DiffEqML / torchdyn

A PyTorch library entirely dedicated to neural differential equations, implicit models and related numerical methods
https://torchdyn.org
Apache License 2.0
1.35k stars 125 forks source link

NeuralODE adjoint incompatable with PytorchLighting gpus #116

Closed Bawaw closed 3 years ago

Bawaw commented 3 years ago

Hi torchdyn team,

Good job maintaining this library, I really like the new v1.0 release!

However, I might have encountered an issue when playing with the library... It happens when I run the following example code:

import torch
import pytorch_lightning as pl
from torchdyn.core import NeuralODE

class Learner(pl.LightningModule):
    def __init__(self, model:torch.nn.Module):
        super().__init__()
        self.model = model

    def forward(self, x):
        return self.model(x)

    def training_step(self, batch, batch_idx):
        print()
        print("Learner is on device: {}".format(self.device))
        print("Model is on device: {}".format(self.model.device))
        print("Model is on device: {}".format(self.model.vf_params.device))
        print()

        x = batch[0]
        _, z = self.model(x, torch.linspace(0, 1, 100))
        loss = z.abs().mean()
        return {'loss': loss}

    def configure_optimizers(self):
        return torch.optim.Adam(self.model.parameters(), lr=0.01)
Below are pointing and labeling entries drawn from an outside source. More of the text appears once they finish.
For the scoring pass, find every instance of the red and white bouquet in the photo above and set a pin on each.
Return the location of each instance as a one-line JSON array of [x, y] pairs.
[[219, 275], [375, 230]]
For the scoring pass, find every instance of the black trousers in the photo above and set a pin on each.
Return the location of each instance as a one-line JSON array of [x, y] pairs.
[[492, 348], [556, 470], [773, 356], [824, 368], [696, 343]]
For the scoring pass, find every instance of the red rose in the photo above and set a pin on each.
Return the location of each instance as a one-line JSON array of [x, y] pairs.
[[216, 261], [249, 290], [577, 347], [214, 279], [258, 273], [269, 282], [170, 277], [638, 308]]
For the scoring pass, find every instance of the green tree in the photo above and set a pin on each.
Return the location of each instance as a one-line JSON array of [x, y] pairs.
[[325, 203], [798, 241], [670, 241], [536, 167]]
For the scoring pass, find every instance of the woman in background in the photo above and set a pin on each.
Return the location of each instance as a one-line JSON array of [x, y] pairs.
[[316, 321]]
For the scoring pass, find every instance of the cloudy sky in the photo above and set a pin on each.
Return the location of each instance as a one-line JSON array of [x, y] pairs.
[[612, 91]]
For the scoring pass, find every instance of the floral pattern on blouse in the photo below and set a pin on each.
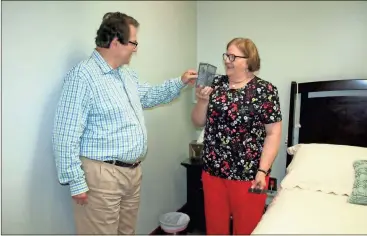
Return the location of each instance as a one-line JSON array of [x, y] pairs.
[[235, 127]]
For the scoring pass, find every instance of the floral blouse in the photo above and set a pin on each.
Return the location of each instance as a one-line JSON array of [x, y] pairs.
[[235, 127]]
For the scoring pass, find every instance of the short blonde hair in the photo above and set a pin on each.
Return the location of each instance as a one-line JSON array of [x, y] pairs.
[[249, 50]]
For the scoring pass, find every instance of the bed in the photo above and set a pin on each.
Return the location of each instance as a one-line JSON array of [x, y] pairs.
[[326, 156]]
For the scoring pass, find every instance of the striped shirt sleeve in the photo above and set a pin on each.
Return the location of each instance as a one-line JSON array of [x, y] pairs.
[[151, 96], [70, 121]]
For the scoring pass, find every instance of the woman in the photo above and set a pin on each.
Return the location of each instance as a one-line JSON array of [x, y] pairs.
[[242, 119]]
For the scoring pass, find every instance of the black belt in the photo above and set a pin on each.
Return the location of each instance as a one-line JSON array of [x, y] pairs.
[[124, 164]]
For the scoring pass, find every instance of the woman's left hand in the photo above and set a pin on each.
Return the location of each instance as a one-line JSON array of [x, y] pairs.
[[259, 182]]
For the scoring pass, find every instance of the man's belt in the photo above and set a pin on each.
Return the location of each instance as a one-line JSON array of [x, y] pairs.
[[123, 164]]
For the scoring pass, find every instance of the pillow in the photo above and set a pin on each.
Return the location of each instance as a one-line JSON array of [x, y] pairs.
[[359, 192], [323, 167]]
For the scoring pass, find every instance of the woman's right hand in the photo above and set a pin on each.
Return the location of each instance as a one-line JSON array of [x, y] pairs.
[[203, 93]]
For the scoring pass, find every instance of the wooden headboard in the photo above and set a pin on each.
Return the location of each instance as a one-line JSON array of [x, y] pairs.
[[333, 119]]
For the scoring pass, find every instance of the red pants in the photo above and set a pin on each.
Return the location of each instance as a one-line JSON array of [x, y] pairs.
[[223, 198]]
    def train_dataloader(self):
        dataset = torch.utils.data.TensorDataset(torch.randn(10, 1))
        return torch.utils.data.DataLoader(dataset)

f = torch.nn.Sequential(
        torch.nn.Linear(1, 16),
        torch.nn.Tanh(),
        torch.nn.Linear(16, 1)
    )

model = NeuralODE(f, sensitivity='adjoint')
learn = Learner(model)
trainer = pl.Trainer(min_epochs=1, max_epochs=5, gpus=1)
trainer.fit(learn)

I get the following error:

"/path/python3.9/site-packages/torch/autograd/__init__.py", line 147, in backwar
    Variable._execution_engine.run_backward(
RuntimeError: Function _ODEProblemFuncBackward returned an invalid gradient at index 0 - expected type TensorOptions(dtype=float, device=cpu, layout=Strided, 
lopt)) but got TensorOptions(dtype=float, device=cuda:0, layout=Strided, requires_grad=false (default), pinned_memory=false (default), memory_format=(nullopt)

I think it might be related to the NeuralODE.vf_params which are still on the CPU during training.  Is this a known issue, sensitivity='autograd' or model = NeuralODE(f, sensitivity='adjoint').to(gpu) work find by the way. 

I'm on linux (Ubuntu 18.04.5 LTS), lib versions:

python.version 'Python 3.9.6' torch.version '1.9.0' pl.version '1.4.0' torchdyn.version '1.0'

Best

massastrello commented 3 years ago

The issue was cause by how we created the autograd function in ODEProblem (thus inherited by NeuralODE). The problem should now be fixed. Could you please try running your code again?

Bawaw commented 3 years ago

Works like a charm, thank you for the quick response!